Biolayne (Layne Norton, PhD)
Biolayne (Layne Norton, PhD)Apr 8, 2026

Why It Matters

Recognizing that women recover faster between sets can refine resistance‑training programming, enhancing efficiency and reducing overtraining risk for both sexes.

Key Takeaways

  • Women performed twice as many reps as men in fatigue protocol.
  • Both sexes showed similar velocity loss within individual sets.
  • Women recovered rep velocity between sets faster than men.
  • Blood lactate rise was lower in women, indicating reduced metabolic fatigue.
  • Faster set-to-set recovery suggests women may tolerate higher training volume.

Summary

The video reviews a newly published bench‑press study that compared fatigue and recovery patterns between male and female lifters.

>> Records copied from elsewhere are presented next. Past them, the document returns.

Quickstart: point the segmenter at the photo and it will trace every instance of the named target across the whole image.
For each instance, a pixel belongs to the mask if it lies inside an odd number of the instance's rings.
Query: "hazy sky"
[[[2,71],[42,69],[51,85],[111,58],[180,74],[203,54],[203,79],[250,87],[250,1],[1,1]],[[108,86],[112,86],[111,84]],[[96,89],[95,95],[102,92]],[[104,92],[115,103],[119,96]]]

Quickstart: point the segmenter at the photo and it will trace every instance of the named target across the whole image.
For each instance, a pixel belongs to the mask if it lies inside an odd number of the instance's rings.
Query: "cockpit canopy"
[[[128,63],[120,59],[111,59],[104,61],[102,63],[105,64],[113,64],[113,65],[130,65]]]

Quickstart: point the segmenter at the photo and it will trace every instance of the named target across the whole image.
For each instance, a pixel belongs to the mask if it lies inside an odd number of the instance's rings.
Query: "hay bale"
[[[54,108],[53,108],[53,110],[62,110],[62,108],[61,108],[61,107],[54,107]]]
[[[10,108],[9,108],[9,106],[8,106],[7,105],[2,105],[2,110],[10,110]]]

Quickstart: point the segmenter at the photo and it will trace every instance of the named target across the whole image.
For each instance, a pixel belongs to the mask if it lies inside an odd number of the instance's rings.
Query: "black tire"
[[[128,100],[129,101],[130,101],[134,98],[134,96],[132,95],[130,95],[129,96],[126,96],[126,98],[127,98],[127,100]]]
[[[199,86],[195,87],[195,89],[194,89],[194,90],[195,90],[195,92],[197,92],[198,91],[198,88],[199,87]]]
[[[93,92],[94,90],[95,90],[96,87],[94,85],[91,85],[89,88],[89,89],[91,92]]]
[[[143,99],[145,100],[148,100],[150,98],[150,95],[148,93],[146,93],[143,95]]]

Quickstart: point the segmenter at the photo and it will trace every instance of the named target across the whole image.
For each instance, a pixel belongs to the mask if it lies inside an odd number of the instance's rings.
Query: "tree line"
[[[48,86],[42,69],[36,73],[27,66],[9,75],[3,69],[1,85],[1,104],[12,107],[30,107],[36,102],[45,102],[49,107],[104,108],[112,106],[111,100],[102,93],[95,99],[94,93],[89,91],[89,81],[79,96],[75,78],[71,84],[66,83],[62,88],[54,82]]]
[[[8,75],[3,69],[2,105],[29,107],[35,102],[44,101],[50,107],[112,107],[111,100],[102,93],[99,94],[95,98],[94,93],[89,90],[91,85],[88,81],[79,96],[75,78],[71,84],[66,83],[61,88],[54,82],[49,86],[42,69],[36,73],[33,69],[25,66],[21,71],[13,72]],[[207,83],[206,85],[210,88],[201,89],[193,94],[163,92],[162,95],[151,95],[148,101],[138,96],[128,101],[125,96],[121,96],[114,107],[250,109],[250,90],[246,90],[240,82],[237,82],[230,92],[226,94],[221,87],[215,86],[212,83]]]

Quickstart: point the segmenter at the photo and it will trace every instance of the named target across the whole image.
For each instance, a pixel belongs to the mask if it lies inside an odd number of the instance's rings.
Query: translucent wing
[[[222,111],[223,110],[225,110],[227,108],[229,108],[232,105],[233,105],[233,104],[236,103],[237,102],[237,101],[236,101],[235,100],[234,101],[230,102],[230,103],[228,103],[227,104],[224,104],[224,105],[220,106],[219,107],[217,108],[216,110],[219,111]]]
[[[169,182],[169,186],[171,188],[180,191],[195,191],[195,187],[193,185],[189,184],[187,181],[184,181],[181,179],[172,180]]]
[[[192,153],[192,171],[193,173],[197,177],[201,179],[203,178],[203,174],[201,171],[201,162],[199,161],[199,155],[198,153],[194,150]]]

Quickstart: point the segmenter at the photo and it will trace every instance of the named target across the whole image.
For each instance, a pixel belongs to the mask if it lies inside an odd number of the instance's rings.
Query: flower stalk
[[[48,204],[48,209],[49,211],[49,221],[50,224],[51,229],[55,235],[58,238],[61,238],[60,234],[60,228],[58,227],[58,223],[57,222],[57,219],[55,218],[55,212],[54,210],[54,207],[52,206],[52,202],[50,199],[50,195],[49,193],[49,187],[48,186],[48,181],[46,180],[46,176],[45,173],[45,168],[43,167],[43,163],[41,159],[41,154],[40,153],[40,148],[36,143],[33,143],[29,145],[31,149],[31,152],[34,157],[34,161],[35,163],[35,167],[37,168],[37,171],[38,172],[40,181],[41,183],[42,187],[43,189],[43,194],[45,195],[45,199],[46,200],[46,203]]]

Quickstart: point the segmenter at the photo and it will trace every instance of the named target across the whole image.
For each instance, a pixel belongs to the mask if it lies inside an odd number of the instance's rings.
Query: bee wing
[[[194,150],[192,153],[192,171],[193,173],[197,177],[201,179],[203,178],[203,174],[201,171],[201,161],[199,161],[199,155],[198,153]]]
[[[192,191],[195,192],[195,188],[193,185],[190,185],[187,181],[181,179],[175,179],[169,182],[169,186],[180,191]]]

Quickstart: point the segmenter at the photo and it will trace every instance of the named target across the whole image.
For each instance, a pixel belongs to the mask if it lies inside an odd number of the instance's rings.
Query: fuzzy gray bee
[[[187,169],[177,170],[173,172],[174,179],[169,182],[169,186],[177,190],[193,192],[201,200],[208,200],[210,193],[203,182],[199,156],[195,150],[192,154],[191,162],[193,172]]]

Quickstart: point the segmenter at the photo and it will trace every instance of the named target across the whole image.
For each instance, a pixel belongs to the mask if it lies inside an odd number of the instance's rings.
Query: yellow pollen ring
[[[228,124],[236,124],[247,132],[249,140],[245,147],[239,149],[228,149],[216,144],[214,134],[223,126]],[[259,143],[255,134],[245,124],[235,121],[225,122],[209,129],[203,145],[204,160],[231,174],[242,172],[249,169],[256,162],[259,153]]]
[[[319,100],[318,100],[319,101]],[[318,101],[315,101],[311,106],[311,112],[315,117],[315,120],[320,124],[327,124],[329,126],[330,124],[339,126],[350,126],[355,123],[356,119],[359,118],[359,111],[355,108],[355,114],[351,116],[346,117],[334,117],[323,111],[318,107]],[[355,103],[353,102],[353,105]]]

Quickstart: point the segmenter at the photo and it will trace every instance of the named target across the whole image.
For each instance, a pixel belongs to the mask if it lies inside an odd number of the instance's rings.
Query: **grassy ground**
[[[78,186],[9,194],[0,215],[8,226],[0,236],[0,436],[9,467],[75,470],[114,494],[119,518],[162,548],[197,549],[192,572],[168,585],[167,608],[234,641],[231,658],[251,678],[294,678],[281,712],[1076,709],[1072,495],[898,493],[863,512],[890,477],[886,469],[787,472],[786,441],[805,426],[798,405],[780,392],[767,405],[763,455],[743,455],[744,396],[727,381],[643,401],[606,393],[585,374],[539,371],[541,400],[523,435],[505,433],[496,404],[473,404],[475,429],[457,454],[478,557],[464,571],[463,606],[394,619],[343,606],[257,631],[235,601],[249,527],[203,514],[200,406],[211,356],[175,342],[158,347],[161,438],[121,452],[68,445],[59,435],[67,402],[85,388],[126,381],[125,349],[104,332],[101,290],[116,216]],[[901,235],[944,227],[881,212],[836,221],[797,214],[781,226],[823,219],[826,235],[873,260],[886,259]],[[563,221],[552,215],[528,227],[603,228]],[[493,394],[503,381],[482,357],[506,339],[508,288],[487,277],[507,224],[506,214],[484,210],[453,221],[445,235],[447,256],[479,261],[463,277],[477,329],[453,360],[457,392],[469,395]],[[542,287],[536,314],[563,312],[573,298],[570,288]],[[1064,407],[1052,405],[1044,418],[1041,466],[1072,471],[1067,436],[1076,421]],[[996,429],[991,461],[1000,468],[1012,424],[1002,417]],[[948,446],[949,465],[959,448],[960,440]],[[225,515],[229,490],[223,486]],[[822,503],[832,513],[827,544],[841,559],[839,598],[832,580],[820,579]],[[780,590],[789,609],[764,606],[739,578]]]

Participants first established a one‑rep max, then returned for two test sessions: a single set to failure at 75% of that max, and a multi‑set protocol of five reps per set with 90‑second rests, while researchers recorded rep velocity and blood lactate.

Results confirmed that men lifted more absolute weight, yet women completed roughly twice as many repetitions in the multi‑set fatigue protocol. Intra‑set velocity loss was comparable across sexes, but women regained their peak rep velocity between sets markedly faster. Correspondingly, women exhibited a smaller post‑exercise lactate surge, suggesting lower metabolic fatigue, while overall soreness and strength recovery over subsequent days were similar.

A highlighted comment from the researchers notes, “women recovered to their fastest velocity on the next set way better than men,” prompting speculation that absolute load, not just relative intensity, may drive observed differences. The presenter argues that future work should scale protocols to equal absolute loads to isolate true sex‑based recovery traits.

Practically, the findings imply that women can tolerate higher set‑to‑set volume without compromising recovery, though higher volume is not mandatory. Coaches should consider individual recovery rates rather than defaulting to sex‑based prescriptions, adjusting volume when athletes plateau while monitoring fatigue markers.

Original Description

A new study (PMID: 41527566) is making the rounds, and like usual… the hot takes are getting ahead of the data.
Here’s what the study actually found 👇
• Women and men had similar fatigue within a set
• BUT women recovered better between sets
• Women completed ~2x more total reps in a repeated set protocol (75% 1RM, sets of 5, 90s rest)
• Women had lower blood lactate and better velocity recovery between sets
Sounds like women are just “more fatigue resistant,” right? Not so simple.
In a single set to failure at 75% 1RM → no difference in reps between men and women. So the difference shows up between sets, not within them.Now here’s the part most people are missing:
Women are lifting lower absolute loads than men. And absolute load matters. We already see this in strength sports:
Lighter lifters can often handle higher frequency and more work at ≥80% of 1 RM. Heavyweights? Not even close.
So is this a “sex difference”…or at least partially an absolute load issue?
👉 Possibly some of both.
👉 But we don’t have enough data yet to separate them cleanly.
And most importantly…
🚫 This does NOT mean women automatically need more volume
🚫 This does NOT mean completely different programming
When volume is equated, men and women show similar relative hypertrophy responses (PMID: 40028215).
So before you overhaul your training (or your clients’) based on one study… Take a breath. Look at the totality of evidence.